Suzanna is also grateful for the Bureau’s Wage Practice for the community it has provided her. “It’s nice to be in a space where everyone is really committed to helping workers,” she said, and a space where “everyone is down to try more innovative things.” Suzanna explained that some of her peers did an NLRB complaint last year, and that many of her cases fell outside the traditional scope of Wage cases and required creative thinking and analysis of the doctrine. As the daughter of a Mexican immigrant, Suzanna is also proud of the Wage Practice’s relationship with La Colaborativa, a Latina-led organization in Chelsea that provides services to Latinx immigrants of greater Boston and facilitates community organizing.
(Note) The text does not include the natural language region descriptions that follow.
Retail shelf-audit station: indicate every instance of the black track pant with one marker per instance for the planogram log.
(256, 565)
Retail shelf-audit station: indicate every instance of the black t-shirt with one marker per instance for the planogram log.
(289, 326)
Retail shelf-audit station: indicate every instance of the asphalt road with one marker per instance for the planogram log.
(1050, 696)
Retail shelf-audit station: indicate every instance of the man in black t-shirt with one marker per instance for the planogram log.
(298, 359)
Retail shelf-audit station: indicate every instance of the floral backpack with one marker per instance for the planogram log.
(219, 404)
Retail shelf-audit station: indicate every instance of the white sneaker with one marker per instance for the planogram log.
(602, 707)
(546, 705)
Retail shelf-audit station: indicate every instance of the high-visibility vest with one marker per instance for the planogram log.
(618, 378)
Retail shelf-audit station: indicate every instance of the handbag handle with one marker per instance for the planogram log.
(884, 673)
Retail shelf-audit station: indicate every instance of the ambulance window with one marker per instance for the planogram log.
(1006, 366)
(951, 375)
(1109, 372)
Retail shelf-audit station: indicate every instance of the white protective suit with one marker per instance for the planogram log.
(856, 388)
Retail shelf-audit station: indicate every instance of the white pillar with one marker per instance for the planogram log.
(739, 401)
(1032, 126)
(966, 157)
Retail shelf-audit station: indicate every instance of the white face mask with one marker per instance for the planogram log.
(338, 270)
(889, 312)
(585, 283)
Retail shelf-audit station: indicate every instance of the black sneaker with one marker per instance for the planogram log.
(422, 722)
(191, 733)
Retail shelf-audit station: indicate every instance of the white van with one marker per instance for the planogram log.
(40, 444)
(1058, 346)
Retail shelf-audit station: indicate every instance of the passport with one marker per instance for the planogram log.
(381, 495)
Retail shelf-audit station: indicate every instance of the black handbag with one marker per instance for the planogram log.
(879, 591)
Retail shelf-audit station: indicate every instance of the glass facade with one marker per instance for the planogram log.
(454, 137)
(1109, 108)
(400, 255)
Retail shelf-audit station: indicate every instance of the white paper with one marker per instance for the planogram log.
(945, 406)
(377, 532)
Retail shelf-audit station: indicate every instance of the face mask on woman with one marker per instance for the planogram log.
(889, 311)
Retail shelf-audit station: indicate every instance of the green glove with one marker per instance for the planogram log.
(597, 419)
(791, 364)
The Wage Practice meets with La Colaborativa on a bi-weekly basis. “I feel really lucky and extremely grateful that they welcome us into their space and their community,” said Suzanna, who wrapped up her last meeting with them in April.  

When asked about how she has grown as a student attorney and advocate during her time at the Bureau, Suzanna refers to the never-ending lessons that come with being so new to the work and with having so much responsibility. “Sometimes, it can feel really easy to feel like you have no idea what you’re doing,” she explained, to think to yourself, “this is a lot of responsibility, where do I even start?”  

But Suzanna has learned to embrace the degree to which the student attorney role requires remaining flexible, and how much students learn in the process. “One of the things I’ve learned about being a student attorney is you never really know exactly how it’s going to turn out; being a student attorney requires a lot of creativity, a lot of willingness to just jump in, do research, test different theories, figure out which theories are strong and which are weak, remain open to different arguments.” 

Suzanna with fellow HLAB student-attorneys at a rent control rally at the Massachusetts State House.